If you have made a Settlement application (except for applications lodged in USA and Canada): you must ensure that your UK sponsor has sent all relevant supporting documentation to the visa section in Sheffield. The documents should be arranged in this order: application form and relevant Appendix* (See below); English language evidence; relationship documents; maintenance documents; accommodation documents. If documents are not received a decision will be taken on the basis on the information that has been provided.
Please note that UKVI aims to complete all Visit Visa applications within 15 working days and all Settlement Visa applications within 12 weeks of the application date. If it is not possible to complete your application within this timeframe a member of our team will contact you to explain why.
If you have paid for Priority Service, your application will be placed in front of the queue and assessed ahead of other non-priority visa applications. As indicated in the terms of service, the amount paid for the priority service, as well as the visa fees, is not refundable if the visa application is refused or if the decision is delayed.
We regret that we are unable to respond to enquiries asking about the status of any application. Any status enquiry should be made to the international enquiry service, details of which are on the GOV.UK website. Staff at Embassies, visa processing centres and visa application centres cannot assist with visa enquiries. You may also wish to view the current processing times for applications made in your country.
A further email will be sent to you to confirm when your application has been assessed and dispatched.
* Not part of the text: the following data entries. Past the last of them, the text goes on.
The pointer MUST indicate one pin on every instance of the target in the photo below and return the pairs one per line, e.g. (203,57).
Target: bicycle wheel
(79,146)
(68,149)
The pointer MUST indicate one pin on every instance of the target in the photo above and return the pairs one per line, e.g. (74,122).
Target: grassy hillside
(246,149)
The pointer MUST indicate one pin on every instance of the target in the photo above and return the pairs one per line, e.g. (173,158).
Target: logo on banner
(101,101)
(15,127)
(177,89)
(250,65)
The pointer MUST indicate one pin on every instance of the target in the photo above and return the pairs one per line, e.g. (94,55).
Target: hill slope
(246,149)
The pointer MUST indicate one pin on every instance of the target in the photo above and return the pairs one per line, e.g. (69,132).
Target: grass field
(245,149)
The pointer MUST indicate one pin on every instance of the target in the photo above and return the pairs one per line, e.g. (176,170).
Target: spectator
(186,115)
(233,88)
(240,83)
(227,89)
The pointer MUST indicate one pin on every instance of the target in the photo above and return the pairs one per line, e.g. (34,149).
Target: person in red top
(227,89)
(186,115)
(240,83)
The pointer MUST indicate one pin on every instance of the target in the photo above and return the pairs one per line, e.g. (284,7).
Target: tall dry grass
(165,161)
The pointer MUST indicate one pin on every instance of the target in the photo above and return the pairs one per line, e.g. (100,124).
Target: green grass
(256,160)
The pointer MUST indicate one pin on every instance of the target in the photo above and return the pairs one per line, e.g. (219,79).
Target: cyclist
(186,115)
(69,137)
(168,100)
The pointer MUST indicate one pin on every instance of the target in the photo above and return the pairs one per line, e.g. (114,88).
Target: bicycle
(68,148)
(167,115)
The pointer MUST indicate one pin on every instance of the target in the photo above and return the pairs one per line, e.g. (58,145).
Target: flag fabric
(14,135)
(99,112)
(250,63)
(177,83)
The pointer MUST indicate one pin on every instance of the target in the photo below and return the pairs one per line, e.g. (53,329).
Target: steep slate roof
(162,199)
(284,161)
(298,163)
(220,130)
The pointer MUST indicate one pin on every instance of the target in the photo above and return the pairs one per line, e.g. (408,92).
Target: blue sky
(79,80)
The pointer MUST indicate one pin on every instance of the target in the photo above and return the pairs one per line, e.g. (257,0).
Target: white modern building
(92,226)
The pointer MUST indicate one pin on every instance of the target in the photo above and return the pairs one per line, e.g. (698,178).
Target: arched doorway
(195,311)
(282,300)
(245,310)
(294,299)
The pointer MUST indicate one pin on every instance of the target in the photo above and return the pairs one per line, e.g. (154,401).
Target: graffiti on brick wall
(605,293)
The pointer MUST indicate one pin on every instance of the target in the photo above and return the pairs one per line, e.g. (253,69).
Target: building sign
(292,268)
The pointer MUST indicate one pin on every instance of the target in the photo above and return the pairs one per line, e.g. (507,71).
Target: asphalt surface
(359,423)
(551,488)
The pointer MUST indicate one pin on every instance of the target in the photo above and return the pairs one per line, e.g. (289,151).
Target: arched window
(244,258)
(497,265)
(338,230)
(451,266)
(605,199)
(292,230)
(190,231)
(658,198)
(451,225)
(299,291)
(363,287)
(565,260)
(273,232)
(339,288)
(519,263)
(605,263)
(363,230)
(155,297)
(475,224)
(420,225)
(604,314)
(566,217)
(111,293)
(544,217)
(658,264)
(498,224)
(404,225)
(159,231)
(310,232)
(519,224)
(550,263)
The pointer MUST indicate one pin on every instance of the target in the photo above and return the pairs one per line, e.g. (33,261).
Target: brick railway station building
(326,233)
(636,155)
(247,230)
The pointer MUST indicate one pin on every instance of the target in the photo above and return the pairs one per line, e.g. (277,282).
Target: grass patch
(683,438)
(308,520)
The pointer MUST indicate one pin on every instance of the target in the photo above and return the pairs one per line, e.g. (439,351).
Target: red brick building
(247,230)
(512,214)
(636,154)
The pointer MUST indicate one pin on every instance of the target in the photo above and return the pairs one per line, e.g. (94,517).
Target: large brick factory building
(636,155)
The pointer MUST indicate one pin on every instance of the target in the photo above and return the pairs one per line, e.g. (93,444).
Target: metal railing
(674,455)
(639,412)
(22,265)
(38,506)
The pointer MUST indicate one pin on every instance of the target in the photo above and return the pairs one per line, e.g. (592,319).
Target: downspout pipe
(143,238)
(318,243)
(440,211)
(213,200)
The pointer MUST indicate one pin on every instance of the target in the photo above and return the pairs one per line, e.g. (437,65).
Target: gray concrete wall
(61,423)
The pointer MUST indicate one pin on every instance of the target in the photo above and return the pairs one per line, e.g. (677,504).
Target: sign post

If your application was made in a Visa Application Centre, the staff there will contact you when your documents are ready – please do not attend the Centre until you are requested to do so.
Please note that you are advised not to purchase flight tickets until you have secured a visa for travel to the UK.
*List of Appendices:
Appendix 1 – Children / Other Dependants
Appendix 2 – Spouse / Partner
Appendix 4 – Pre-flight family members of Refugees
Appendix 5 – Access Rights to Child
Further information is also available on the UK visas and immigration website.
Kind regards,
Sheffield Visa Section

I am wondering whether this is a standard email for applications concerning a tier 5 (youth mobility) Visa.
I am also wondering why it says it has been received in Sheffield, UK, and why it says my ‘online application’ has been received when I also sent through hard copy documents, such as a bank statement, and passport as well as a letter concerning corrections that had been made to my online application. Do they say online because documents have been scanned through?
My boyfriend also applied at the same time as me and he has not received any email. Although we both received an SMS a few hours after our appointment saying that our visas were forwarded.


----------



## clever-octopus (May 17, 2015)

Yup, that's the standard email. The wording isn't always the best and it's meant to be very general, so don't read too much into the particulars.


----------



## acwilliams (Feb 17, 2017)

clever-octopus said:


> Yup, that's the standard email. The wording isn't always the best and it's meant to be very general, so don't read too much into the particulars.


Thank you so so much for your response, I was stressing that my application was sent to the wrong place... 

Do you think we should be concerned that my boyfriend hasn't received an email?


----------